Tombés dans la désuétude depuis belle lurette, les chemins de fer du Sénégal s’apprêtent à se relever de leur léthargie à partir de la région Thiès, située à 70 kilomètres de Dakar.
Après plusieurs années de mutisme, le train a sifflé ce mardi 27 février dans la ville de Thiès, surnommée « la cité du rail ». Le son a réveillé des frissons indescriptibles chez les cheminots retraités assis à la tribune officielle de la gare de Thiès, flambant neuve. Ces vétérans, qui sont témoins de l’âge d’or du transport ferroviaire sénégalais, à l’époque où le train roulait de Dakar à Bamako, font partie des principaux invités de la cérémonie de lancement officiel de la reprise du transport-voyageurs par train sur l’axe Thiès – Diamniadio, soit une distance d’environ 35 kilomètres.
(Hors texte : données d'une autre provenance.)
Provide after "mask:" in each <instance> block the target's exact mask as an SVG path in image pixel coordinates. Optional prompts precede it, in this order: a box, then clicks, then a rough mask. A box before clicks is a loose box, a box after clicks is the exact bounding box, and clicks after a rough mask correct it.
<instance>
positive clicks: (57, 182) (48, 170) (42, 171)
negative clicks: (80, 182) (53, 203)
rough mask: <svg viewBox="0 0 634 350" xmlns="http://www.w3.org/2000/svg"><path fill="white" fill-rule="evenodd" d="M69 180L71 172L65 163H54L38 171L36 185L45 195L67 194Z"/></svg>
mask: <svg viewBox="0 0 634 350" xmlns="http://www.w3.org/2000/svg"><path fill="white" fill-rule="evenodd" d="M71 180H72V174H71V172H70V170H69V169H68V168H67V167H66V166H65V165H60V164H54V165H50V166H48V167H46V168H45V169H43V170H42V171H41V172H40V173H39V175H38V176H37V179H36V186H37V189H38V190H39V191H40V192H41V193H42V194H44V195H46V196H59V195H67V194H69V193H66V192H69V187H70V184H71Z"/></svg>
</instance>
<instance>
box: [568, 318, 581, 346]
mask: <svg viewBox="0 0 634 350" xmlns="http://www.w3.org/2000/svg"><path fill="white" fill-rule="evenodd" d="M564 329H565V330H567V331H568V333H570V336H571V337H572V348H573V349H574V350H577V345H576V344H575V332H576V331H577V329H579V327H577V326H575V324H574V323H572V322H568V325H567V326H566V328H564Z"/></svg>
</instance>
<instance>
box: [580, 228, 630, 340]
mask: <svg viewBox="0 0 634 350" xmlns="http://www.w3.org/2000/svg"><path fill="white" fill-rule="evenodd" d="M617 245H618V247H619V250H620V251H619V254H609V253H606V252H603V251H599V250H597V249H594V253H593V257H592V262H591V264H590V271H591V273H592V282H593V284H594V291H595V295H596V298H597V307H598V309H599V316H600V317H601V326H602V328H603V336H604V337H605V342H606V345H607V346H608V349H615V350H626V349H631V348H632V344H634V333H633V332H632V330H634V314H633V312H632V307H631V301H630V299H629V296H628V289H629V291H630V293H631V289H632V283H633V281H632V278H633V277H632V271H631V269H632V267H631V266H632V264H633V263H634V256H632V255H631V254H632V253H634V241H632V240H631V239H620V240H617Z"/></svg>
Au moment où certains d’entre eux arrêtent d’égrener leur chapelet, à l’écoute du son mythique que les bruits stridents des sonos ne parviennent même pas à noyer, d’autres regardent nostalgiquement la nouvelle génération de cheminots s’affairer à différentes tâches. Ils ne pouvaient pas manquer ce rendez-vous parce qu’ils se devaient de venir ne serait-ce que pour leurs « collègues décédés et pour ceux qui sont malades », soutient Manar Sall, représentant des cheminots des Grands trains du Sénégal (GTS SA), la société publique qui gère le volet du transport ferroviaire des voyageurs et du fret.
Cette reprise du transport-voyageurs par train rentre dans le cadre global de la relance du chemin de fer au Sénégal. Elle se matérialise, après une léthargie de plusieurs années, par la réfection des lignes de chemins de fer commencée depuis plusieurs mois par les ouvriers de la Société nationale des chemins de fer du Sénégal (CFS), sous l’impulsion du directeur général Malick Ndoye. La première phase concerne l’axe Dakar-Tambacounda (est) alors que la deuxième se prolongera jusqu’à la ville de Kidira, à la frontière avec le Mali.
Une « histoire ferroviaire »
De nouvelles rames sont également acquises par les autorités pour le transport des personnes et des marchandises. L’objectif visé est d’accélérer le développement socio-économique en fixant les camions maliens, qui viennent par centaines quotidiennement dans la capitale sénégalaise pour se ravitailler en divers produits et denrées, dans la région de Tambacounda et en réduisant drastiquement le nombre d’accidents enregistrés sur la route. Ainsi, pour la phase entre Thiès et Diamniadio, dix trains vont circuler par jour pour des tarifs classés entre 1000 et 1500 francs CFA.
« C’est un grand jour pour les Thiessois », affirme Babacar Diop, le maire de cette ville dont « l’identité est liée au chemin de fer ». « Thiès est une ville ferroviaire. Les cheminots ont rédigé son histoire. Depuis que je suis devenu maire de cette localité (en janvier 2022), la seule doléance que j’ai exposée au président Macky Sall était de réhabiliter le chemin de fer » pour la reprise du trafic qui faisait vivre plusieurs activités connexes, précise M. Diop, opposant du régime en place et candidat recalé de l’élection présidentielle prévue cette année.
« Ce 27 février 2024 est un grand jour, car il marque la connexion ferroviaire permanente entre le département de Thiès et la capitale Dakar, via la gare emblématique de Diamniadio. Quel bonheur pour les Thiessois ! », s’est extasié Pape Amadou Ndiaye, ministre auprès du ministre des Transports terrestres et du Désenclavement en charge du Développement des Chemins de Fer et non moins responsable politique du parti au pouvoir dans la ville.
Une gare « symbolique »
Tout de blanc vêtu et acclamé par plusieurs de ses souteneurs déplacés pour cette réception officielle aux allures de meeting politique, il rappelle triomphalement la réalisation du Train express régional (Ter) par le chef de l’Etat sortant, « une infrastructure de transport de masse moderne, rapide, sécurisée et structurante ». Poursuivant, le ministre souligne que « la vision du président Macky Sall est de faire redevenir Thiès la ville de l’industrie ferroviaire et le centre de formation aux métiers du transport ferroviaire ».
Optimiste pour l’avenir, il note que « cette belle gare est le symbole de la renaissance des chemins de fer du Sénégal ». « Les enjeux pour la reprise du trafic, la problématique de la mobilité des personnes et des biens, aussi bien en zones urbaine, périurbaine et interurbaine, demeurent une priorité majeure pour le gouvernement. Depuis 2012, l’Etat multiplie les efforts pour la renaissance des chemins de fer », a indiqué M. Ndiaye.